At the door, Reed finally wrestles the old man’s umbrella into submission and opens the door for him. When he starts making his way toward us, his pants are half-soaked from rain, and he’s drying his glasses on his T-shirt. This conversation needs to be over.

“You miss her?” Flora asks.

That question is so insulting and stupid, I don’t usually answer it at all, but it’s Flora. I give her a polite “Yes.”

She puts the envelope down on the counter, clearly having forgotten about my name on the front, then gives my arm a squeeze. “I need a cigarette break,” she calls over her shoulder to Reed.

“Sure,” he says. He waits for the door to slam shut before asking, “Didn’t she just take one?”
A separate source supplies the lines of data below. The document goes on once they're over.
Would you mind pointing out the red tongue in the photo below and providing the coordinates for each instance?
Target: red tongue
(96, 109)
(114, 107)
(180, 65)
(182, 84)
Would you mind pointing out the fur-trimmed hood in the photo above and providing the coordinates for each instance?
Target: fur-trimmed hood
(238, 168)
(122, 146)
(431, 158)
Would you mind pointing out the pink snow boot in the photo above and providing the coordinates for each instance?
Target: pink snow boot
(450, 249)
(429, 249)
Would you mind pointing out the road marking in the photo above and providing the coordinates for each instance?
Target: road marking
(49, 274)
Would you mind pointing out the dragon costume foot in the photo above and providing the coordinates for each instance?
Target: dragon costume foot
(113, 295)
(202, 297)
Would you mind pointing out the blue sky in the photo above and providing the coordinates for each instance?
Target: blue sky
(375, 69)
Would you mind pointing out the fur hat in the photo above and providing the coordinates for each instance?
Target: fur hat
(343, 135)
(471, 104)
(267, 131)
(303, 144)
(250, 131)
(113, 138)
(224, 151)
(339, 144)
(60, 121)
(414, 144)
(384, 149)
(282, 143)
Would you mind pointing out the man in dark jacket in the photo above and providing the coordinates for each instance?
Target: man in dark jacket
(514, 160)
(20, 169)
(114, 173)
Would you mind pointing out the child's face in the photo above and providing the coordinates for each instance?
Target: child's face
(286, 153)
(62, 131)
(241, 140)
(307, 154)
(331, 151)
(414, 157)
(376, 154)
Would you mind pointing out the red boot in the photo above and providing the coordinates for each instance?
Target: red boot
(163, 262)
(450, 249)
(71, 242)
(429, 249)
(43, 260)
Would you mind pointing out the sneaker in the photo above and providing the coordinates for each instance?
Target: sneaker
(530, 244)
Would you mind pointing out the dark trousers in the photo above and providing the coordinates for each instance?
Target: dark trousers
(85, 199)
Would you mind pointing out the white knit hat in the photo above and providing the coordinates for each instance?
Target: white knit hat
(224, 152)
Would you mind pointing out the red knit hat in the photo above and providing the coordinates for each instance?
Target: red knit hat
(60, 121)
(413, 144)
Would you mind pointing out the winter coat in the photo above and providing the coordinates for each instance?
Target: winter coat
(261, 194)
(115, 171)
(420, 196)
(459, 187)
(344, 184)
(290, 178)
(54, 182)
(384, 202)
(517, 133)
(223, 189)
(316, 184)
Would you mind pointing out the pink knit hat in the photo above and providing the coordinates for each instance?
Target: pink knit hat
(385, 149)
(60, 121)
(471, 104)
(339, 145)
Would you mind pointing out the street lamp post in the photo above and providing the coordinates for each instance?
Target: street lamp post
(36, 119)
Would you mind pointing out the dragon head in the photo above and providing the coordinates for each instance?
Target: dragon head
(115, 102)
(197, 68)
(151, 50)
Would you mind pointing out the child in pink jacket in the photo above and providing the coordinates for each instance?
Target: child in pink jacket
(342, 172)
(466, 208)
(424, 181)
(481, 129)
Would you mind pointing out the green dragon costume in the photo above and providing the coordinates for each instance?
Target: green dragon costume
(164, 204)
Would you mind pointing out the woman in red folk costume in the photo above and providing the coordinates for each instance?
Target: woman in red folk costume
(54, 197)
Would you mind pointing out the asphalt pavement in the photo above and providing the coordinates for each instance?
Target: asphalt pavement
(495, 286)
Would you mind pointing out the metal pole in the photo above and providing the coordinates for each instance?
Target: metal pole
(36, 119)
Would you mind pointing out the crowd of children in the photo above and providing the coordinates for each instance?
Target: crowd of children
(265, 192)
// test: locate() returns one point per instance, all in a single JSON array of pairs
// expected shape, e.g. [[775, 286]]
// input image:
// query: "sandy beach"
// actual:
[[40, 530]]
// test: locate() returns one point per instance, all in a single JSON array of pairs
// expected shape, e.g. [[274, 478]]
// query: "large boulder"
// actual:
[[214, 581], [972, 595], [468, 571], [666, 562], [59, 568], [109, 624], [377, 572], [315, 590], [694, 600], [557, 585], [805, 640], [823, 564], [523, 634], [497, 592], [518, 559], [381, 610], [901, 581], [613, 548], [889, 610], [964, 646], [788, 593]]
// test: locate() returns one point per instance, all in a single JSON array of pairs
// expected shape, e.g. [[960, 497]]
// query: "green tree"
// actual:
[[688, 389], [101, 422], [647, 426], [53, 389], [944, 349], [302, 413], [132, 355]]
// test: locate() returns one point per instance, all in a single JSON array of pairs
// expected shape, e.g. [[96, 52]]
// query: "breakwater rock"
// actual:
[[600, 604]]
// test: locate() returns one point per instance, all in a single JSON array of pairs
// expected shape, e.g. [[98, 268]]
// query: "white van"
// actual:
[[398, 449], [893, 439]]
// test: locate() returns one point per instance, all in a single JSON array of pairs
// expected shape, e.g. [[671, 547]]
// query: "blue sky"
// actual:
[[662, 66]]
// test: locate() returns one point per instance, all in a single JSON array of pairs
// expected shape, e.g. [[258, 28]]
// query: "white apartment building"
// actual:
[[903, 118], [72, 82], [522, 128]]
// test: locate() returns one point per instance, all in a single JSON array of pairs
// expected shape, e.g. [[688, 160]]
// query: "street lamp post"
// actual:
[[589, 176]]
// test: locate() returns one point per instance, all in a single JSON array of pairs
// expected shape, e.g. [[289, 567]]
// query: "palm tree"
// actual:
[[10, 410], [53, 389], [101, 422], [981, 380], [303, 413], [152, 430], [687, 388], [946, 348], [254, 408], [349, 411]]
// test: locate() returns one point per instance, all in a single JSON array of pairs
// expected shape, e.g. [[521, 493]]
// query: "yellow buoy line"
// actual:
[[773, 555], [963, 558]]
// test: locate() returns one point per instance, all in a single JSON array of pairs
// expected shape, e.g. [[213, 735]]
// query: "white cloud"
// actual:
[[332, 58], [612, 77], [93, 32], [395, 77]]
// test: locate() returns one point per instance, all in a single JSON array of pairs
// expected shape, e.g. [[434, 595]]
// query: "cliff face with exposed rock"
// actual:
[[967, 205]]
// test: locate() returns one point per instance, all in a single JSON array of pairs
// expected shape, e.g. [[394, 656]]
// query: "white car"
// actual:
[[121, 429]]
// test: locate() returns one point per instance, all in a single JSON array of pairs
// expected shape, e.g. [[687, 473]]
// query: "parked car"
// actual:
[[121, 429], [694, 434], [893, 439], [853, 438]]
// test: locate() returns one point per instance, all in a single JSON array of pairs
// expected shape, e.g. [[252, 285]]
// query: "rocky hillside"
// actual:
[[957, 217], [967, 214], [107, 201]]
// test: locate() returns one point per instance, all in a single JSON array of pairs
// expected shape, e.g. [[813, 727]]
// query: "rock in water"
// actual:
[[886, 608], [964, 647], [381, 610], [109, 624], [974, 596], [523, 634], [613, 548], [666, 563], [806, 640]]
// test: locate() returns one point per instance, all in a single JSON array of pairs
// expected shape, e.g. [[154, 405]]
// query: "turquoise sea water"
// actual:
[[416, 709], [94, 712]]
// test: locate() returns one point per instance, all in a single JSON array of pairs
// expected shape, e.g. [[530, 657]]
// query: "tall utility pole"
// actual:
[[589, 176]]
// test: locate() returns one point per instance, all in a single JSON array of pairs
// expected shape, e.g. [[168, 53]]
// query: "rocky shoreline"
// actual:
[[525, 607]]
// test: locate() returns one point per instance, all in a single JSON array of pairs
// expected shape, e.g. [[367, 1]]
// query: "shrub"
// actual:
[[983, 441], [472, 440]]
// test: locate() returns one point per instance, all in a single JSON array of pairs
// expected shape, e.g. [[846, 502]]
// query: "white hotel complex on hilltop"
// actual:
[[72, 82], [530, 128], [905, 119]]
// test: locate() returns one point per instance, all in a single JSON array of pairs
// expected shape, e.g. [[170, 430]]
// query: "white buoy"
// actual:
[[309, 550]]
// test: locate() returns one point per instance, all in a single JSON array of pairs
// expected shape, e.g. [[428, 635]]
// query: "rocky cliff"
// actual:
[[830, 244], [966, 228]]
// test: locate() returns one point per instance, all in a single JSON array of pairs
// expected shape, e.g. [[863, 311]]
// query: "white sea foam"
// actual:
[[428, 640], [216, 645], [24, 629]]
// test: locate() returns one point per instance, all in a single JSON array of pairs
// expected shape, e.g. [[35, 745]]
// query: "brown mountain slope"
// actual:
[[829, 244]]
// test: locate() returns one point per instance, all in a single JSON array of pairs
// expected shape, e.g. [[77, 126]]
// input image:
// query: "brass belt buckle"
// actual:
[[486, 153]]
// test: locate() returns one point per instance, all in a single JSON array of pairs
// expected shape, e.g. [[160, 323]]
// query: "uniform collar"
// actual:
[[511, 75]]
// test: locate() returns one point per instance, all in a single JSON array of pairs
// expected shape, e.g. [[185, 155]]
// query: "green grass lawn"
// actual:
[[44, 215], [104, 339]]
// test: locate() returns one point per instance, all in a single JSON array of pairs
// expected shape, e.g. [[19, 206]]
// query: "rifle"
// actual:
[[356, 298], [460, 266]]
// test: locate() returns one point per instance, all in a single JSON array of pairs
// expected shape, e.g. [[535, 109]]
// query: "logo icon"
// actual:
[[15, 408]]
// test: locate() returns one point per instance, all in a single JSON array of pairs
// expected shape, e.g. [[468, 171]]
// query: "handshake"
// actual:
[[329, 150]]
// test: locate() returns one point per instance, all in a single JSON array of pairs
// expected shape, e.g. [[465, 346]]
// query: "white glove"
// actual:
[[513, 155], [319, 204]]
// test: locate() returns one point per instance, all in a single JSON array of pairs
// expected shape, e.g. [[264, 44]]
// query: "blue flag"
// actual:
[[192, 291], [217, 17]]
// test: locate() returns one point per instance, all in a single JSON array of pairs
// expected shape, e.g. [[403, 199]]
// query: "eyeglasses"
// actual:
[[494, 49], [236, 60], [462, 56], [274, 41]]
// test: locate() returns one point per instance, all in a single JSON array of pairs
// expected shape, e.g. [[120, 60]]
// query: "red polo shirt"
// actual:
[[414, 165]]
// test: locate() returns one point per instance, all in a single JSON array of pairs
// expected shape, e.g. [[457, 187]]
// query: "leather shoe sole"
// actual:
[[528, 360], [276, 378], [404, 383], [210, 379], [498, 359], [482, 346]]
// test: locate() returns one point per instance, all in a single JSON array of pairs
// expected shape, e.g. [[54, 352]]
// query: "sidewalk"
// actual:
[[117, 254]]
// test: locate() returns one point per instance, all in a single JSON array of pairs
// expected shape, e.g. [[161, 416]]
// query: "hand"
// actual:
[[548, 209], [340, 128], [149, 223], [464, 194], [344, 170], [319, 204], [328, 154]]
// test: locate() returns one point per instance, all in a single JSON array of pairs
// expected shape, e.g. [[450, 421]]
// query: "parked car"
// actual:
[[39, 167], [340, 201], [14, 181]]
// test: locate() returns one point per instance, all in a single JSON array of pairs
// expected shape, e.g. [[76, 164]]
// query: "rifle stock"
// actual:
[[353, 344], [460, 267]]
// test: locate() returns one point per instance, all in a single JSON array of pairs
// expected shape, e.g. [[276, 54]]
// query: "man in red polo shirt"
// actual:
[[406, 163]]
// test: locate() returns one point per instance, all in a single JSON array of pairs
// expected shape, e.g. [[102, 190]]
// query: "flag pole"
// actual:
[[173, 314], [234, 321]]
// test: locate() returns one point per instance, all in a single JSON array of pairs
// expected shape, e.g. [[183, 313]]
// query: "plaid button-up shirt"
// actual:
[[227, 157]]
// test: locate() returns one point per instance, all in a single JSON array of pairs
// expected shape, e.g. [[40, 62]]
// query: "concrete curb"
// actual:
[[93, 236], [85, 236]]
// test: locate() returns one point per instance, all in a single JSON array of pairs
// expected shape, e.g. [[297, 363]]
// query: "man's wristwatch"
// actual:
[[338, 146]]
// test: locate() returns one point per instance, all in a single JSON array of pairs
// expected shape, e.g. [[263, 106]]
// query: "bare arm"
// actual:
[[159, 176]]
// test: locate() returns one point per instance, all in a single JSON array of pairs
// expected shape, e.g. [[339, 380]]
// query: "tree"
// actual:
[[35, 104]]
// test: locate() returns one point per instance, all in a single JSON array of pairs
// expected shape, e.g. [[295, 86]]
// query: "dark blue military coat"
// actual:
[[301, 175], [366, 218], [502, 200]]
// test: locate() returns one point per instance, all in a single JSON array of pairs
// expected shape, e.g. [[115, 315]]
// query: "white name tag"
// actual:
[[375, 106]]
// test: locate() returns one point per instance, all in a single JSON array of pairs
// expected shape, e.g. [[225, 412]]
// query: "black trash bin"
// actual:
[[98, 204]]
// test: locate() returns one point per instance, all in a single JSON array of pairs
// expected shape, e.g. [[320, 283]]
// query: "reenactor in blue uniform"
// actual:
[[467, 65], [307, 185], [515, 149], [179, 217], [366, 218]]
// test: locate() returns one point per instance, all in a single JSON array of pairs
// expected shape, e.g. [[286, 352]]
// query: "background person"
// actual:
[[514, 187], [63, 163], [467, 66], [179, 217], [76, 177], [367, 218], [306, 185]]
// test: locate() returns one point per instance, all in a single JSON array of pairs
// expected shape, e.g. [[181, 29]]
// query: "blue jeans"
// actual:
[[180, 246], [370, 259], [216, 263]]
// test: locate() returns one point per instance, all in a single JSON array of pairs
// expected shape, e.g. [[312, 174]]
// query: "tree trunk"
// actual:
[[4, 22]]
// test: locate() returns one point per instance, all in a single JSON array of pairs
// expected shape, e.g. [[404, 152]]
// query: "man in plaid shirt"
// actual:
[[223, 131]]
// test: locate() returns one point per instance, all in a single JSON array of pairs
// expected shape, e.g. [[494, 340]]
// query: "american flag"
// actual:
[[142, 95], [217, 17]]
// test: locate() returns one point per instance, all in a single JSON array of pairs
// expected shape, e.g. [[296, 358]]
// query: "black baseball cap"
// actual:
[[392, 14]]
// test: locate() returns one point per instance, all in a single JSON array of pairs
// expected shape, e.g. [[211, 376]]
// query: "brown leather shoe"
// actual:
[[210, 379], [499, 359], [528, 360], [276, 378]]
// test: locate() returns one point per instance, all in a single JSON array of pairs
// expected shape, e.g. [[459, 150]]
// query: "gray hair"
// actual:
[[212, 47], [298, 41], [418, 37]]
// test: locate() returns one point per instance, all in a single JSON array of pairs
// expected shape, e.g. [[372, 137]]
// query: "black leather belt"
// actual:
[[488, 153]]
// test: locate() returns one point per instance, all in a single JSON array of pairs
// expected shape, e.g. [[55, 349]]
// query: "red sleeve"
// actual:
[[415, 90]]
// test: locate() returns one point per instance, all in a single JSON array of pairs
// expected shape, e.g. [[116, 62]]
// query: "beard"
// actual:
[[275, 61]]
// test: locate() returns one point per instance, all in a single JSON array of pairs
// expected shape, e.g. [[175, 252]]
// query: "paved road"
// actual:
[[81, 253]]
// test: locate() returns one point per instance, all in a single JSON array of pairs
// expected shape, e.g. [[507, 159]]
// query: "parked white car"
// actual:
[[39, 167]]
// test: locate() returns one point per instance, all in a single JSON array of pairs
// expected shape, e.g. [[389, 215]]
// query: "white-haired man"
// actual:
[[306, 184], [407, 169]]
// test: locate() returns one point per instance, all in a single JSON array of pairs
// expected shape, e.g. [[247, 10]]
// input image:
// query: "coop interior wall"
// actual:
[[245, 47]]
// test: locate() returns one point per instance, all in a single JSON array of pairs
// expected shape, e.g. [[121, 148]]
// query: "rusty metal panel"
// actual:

“Yeah.” I point to the envelope, grateful for the distraction. “Do you know what that is?”

Reed walks over to me and looks at the envelope. He smells like orange peels from prepping the fruit for smoothies. “Yeah, a baby shower invitation for next Sunday.”

He must see confusion on my face, because he adds, “For Vicky.”

“Oh.” Soup’s wife. Did I know she’s pregnant? I don’t think so, but everything’s murky today. I don’t think I slept at all last night. “I’m invited? But I haven’t even met her. What’s she like?”

He leans his hip into counter, and I stay facing him, doing the same. This is new for us. Head-on conversation. “Um . . .” He pushes his glasses up the slope of his nose. “She’s sort of intense.”